Lors de la Conférence annuelle de l’Association pour l’investissement responsable, qui a eu lieu à Montréal au mois d’avril, M. Roncalli a présenté différentes analyses qui témoignent de l’influence grandissante de l’intégration des critères ESG sur les marchés financiers.

En Amérique du Nord, l’intégration des facteurs ESG constitue encore une stratégie d’alpha, c’est-à-dire que lorsqu’elle est bien exécutée, elle permet à un portefeuille de générer de la valeur ajoutée par rapport au marché (bêta). Par contre, les facteurs ESG n’ont pas encore assez d’influence pour avoir un impact sur le prix des actifs.

Le portrait est différent en Europe, où l’investissement responsable est en vogue depuis plus longtemps. « L’intégration des critères ESG est devenue source de bêta en Europe, explique Thierry Roncalli. À mesure que les flux vont augmenter, le même phénomène va se produire en Amérique du Nord. En bougeant collectivement, les investisseurs font bouger les marchés. » Bref, les facteurs ESG ne sont plus un simple système de filtres, ils sont en voie de devenir un facteur de risque de marché à part entière.

L’analyste a calculé le poids qu’ont les critères ESG sur la valorisation des actions comparativement à celui qu’ont les cinq facteurs généralement pris en compte dans les stratégies de bêta intelligent, soit la taille, la valeur, le momentum, la faible volatilité et la qualité. Résultat, l’ESG est depuis 2014 le facteur alternatif qui est le plus déterminant dans la valorisation des titres boursiers. Cette conclusion s’applique eu Europe, mais aussi dans une moindre mesure en Amérique du Nord.

Thierry Roncalli est donc d’avis que l’ESG deviendra une stratégie de bêta, au même titre que le facteur qualité ou le facteur faible volatilité. « La qualité était une stratégie d’alpha auparavant, mais elle est devenue du bêta parce qu’elle a bien fonctionnée en 2008, et a donc été adoptée par de nombreux investisseurs, dit-il. Le même phénomène s’est produit avec le facteur faible volatilité après l’éclatement de la bulle techno en 2000. »

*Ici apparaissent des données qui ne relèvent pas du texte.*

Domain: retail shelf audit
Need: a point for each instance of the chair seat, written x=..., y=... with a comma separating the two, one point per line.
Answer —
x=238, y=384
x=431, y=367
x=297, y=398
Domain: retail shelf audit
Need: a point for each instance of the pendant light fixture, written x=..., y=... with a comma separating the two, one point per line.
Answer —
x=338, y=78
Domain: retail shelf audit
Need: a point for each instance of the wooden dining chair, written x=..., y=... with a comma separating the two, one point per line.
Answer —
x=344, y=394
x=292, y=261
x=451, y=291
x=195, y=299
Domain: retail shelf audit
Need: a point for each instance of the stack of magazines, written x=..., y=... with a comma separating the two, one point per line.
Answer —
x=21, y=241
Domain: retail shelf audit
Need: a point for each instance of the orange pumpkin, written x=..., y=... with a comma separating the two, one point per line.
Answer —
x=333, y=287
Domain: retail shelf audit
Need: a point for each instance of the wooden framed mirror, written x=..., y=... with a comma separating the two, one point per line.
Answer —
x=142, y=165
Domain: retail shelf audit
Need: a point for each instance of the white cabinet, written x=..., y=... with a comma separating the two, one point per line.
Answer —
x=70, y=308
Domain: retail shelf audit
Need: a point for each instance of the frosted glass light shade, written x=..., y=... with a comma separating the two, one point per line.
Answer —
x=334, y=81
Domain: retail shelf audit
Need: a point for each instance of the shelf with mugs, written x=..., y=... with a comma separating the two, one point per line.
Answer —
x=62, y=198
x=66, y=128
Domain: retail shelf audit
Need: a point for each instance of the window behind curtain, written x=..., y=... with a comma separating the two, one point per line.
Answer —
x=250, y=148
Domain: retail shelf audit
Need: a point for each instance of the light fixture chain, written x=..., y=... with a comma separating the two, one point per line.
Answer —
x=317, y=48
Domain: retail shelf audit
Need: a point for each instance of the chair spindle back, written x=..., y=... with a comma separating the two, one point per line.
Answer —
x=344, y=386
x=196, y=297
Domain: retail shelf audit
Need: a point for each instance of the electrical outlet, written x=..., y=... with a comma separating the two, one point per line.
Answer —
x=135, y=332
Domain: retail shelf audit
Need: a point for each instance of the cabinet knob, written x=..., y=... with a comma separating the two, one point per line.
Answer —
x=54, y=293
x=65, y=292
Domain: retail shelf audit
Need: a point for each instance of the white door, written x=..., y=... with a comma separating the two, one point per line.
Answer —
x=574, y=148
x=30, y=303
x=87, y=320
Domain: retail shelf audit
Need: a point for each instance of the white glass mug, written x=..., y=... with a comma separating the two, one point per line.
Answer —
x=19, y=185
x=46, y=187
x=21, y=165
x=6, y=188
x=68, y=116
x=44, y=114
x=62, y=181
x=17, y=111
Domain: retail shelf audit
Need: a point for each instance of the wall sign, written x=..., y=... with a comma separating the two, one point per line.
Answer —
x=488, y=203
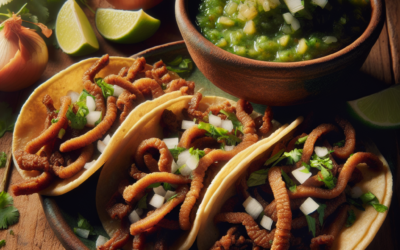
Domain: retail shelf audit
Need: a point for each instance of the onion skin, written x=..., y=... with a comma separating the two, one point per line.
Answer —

Les facteurs ESG de plus en plus récompensés par le marché

L’industrie de la gestion d’actif n’a toujours par réussi à en venir à un consensus concernant l’impact qu’a l’intégration des stratégies ESG sur les rendements. Grâce à différentes analyses, Thierry Roncalli a néanmoins démontré que depuis environ 2014, les investisseurs ESG étaient récompensés par le marché.

Avant cette date, il est vrai que l’intégration des facteurs ESG avait tendance à retrancher de la performance aux portefeuilles. En revanche, entre 2014 et 2017, le constat est inversé : les stratégies ESG sont créatrices de valeur sur tous les grands marchés boursiers, à l’exception de celui du Japon, où leur intégration semble encore aujourd’hui avoir des effets négatifs sur le rendement des portefeuilles

En Amérique du Nord, c’est le critère environnement qui semble le plus susceptible de surperformer, alors qu’en Europe il s’agit plutôt du critère gouvernance.

Dans ses analyses, Thierry Roncalli a aussi remarqué qu’à partir d’un certain point, les bienfaits des stratégies d’intégration diminuent à mesure que le score ESG d’un portefeuille augmente. Ainsi, un portefeuille dont le niveau d’intégration des critères ESG atteint 100 % n’offre pas nécessairement un meilleur rendement qu’un portefeuille qui n’en intègre pas du tout.

« En intégrant un très grand nombre de filtres ESG, on en vient à perdre de la diversification, ce qui limite la performance du portefeuille », explique-t-il.